Yes it is. I will change that on future eggs. Thanks


----------



## Toddrickfl1 (May 28, 2018)

Update?


----------



## Oxalis (May 28, 2018)

Looking forward to some adorable baby pictures!!


----------



## Cheryl Hills (Jun 8, 2018)

Oxalis said:


> Looking forward to some adorable baby pictures!!


Babies, finally!


----------



## Cheryl Hills (Jun 8, 2018)

The one was in an elongated egg. I sure hope it will be ok. The other one was the smallest egg layer. What a surprise. I never thought they would hatch!


----------



## Toddrickfl1 (Jun 8, 2018)

Cheryl Hills said:


> Babies, finally!


How awesome congrats!


----------



## Maro2Bear (Jun 8, 2018)

Very neat.

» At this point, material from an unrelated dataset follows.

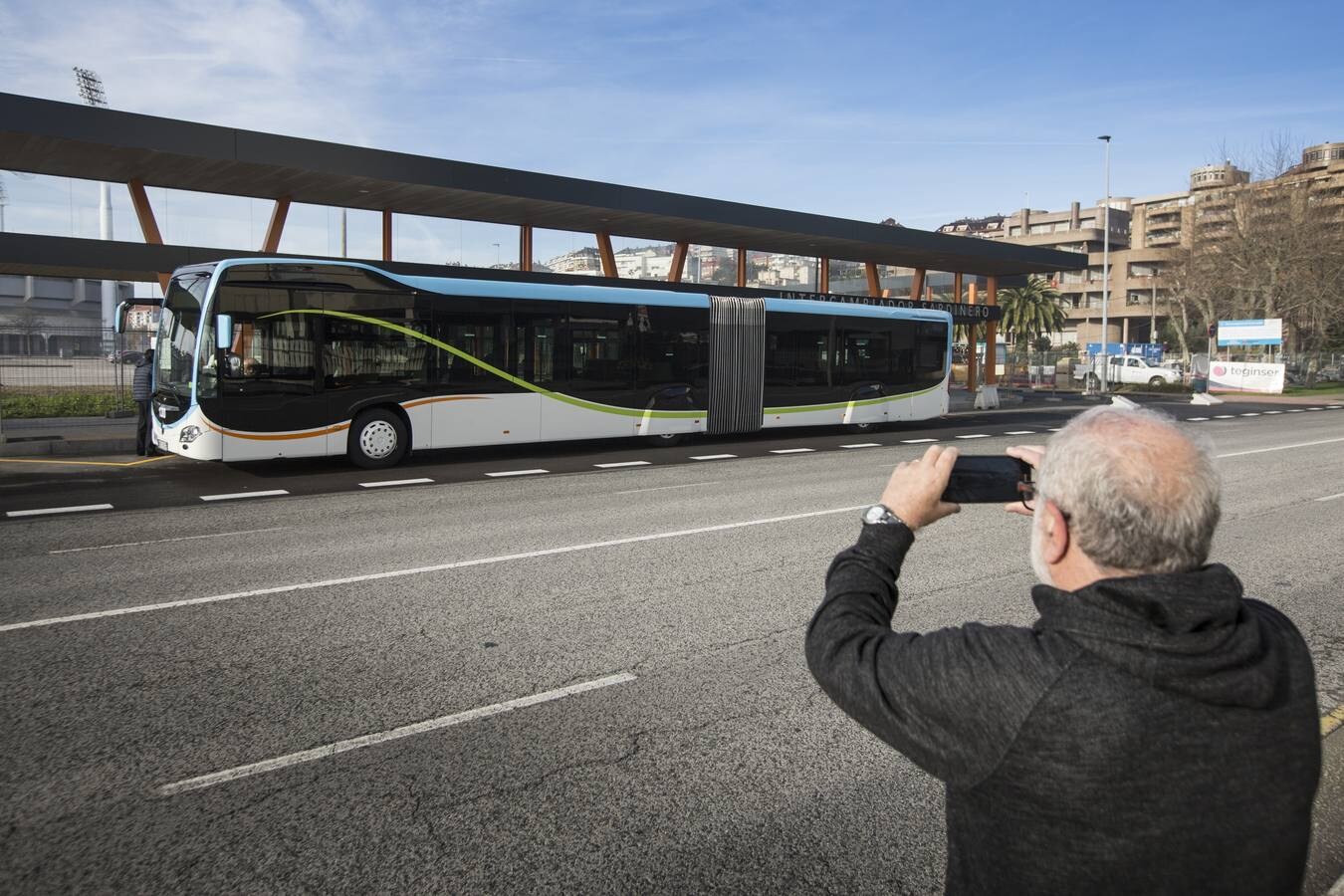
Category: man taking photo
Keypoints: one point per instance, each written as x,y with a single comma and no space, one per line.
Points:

Congrats!


----------



## DARKFIRE007 (Jun 8, 2018)

Amazing job...I'm jealous


----------



## Carol S (Jun 8, 2018)

How exciting; congratulations.


----------



## Oxalis (Jun 11, 2018)

Thanks for sharing!! The elongated one sure looks odd. I hope s/he ends up OK!


----------



## Beasty_Artemis (Jun 20, 2018)

Wow! I have to admit, I'm totally jealous! And I would be worried to death about that baby's health. But I still can't stop wanting her!


----------



## Toddrickfl1 (Jun 20, 2018)

How are these little ones doing?


----------



## Cheryl Hills (Jun 22, 2018)

Babies are doing great. The one seems to have straightened out most of the way. I will have pictures again soon


----------



## Cheryl Hills (Jun 25, 2018)

More pictures ! Meet Oval and Olive! The littler one is Olive, larger one is Oval, because it was born, well, oval sort of!


----------